ACC: Less Than Six Hours of Sleep Tied to Higher Cardiovascular Risk

People who regularly sleep six to seven hours a night have lower cardiovascular risk compared with those who sleep less, according to a study presented at the annual meeting of the American College of Cardiology, held virtually from May 15 to 17.

Kartik Gupta, M.D., from the Henry Ford Hospital in Detroit, and colleagues evaluated the association between baseline cardiovascular risk and self-reported sleep duration using data from the National Health and Nutrition Examination Survey (2005 to 2010) and linked cause of death from the National Center for Health Statistics for adults. Baseline cardiovascular risk was estimated using the the10-year atherosclerotic cardiovascular disease (ASCVD) risk score.

The researchers found that among 14,079 eligible participants (mean age, 46 years; 52 percent women; and 46 percent non-Hispanic White), the median 10-year ASCVD risk was 3.5 percent.

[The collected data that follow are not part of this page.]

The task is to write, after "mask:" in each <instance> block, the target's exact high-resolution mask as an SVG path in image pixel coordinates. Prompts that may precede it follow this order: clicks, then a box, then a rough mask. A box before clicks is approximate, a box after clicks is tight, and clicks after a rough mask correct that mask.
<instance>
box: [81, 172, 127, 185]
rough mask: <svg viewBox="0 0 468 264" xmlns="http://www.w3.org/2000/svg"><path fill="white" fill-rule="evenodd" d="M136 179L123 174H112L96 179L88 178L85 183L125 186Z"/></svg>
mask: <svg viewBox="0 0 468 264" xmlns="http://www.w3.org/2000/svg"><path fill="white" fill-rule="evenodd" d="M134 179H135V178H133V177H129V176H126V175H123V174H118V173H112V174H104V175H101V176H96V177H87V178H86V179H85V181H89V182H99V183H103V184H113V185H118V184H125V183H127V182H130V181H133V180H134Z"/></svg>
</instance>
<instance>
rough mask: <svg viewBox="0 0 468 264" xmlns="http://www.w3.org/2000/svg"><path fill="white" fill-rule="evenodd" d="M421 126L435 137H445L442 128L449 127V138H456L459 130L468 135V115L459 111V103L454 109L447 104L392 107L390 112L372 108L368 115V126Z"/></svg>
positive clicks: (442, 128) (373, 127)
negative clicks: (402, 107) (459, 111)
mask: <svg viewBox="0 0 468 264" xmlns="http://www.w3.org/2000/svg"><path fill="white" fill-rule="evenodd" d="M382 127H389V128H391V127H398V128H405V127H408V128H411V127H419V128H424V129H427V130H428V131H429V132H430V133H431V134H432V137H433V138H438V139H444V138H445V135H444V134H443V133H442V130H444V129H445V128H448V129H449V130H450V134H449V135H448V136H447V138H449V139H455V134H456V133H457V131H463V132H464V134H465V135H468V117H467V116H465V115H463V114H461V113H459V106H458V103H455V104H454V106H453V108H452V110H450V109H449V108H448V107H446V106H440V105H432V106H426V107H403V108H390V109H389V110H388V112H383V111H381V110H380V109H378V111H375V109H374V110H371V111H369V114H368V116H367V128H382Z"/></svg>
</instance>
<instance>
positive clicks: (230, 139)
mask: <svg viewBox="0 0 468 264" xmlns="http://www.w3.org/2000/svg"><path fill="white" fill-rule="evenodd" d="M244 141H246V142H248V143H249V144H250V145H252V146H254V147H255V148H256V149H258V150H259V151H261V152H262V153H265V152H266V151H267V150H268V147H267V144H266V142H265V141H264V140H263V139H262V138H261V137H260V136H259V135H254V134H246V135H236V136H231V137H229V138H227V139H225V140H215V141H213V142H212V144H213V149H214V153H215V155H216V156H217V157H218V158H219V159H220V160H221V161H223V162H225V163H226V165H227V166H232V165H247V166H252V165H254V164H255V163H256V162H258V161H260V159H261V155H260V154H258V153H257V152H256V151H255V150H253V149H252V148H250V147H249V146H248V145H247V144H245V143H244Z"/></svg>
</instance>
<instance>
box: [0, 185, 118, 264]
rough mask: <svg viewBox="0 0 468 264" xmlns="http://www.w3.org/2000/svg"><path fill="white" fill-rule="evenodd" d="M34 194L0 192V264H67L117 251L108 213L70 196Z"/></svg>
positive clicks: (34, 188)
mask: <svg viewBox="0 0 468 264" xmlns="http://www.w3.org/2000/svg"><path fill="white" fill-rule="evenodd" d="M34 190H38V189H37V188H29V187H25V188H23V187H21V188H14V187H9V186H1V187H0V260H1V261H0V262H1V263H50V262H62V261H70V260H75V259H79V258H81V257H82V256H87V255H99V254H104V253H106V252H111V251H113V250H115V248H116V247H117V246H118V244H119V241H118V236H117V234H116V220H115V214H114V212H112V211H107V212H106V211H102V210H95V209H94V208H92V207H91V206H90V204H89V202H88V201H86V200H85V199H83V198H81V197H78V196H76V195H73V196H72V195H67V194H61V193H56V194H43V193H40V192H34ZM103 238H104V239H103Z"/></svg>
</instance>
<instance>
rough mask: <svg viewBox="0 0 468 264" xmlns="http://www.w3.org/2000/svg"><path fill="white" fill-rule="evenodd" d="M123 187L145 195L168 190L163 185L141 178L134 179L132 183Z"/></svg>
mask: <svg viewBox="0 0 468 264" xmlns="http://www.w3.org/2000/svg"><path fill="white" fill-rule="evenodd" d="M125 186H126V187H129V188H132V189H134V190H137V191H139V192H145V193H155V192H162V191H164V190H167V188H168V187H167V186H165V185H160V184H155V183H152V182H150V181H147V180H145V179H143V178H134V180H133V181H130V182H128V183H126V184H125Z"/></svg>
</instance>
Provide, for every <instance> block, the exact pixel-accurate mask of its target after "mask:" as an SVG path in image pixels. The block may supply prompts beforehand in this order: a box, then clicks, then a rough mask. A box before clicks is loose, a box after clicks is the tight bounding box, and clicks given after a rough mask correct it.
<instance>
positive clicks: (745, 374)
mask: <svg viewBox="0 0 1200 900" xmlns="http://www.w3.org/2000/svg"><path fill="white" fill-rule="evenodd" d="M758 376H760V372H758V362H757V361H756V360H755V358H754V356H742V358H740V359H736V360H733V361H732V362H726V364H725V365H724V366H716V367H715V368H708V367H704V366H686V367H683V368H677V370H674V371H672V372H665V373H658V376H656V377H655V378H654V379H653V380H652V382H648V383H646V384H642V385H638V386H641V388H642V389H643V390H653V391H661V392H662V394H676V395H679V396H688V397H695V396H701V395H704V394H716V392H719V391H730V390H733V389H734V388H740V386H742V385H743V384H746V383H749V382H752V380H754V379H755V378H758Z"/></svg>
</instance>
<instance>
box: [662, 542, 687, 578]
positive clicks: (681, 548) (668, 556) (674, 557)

The association between the 10-year ASCVD risk score and sleep duration was U-shaped, such that participants with a sleep duration of six to seven hours per night had the lowest risk. Median 10-year ASCVD risk was higher among participants with less than six hours (4.6 percent) of sleep per night compared with those with more than seven hours of sleep or those with six to seven hours of sleep per night (3.3 percent for both).

“Sleep is often overlooked as something that may play a role in cardiovascular disease, and it may be among the most cost-effective ways to lower cardiovascular risk,” Gupta said in a statement. “Based on our data, sleeping six to seven hours a night is associated with more favorable heart health.”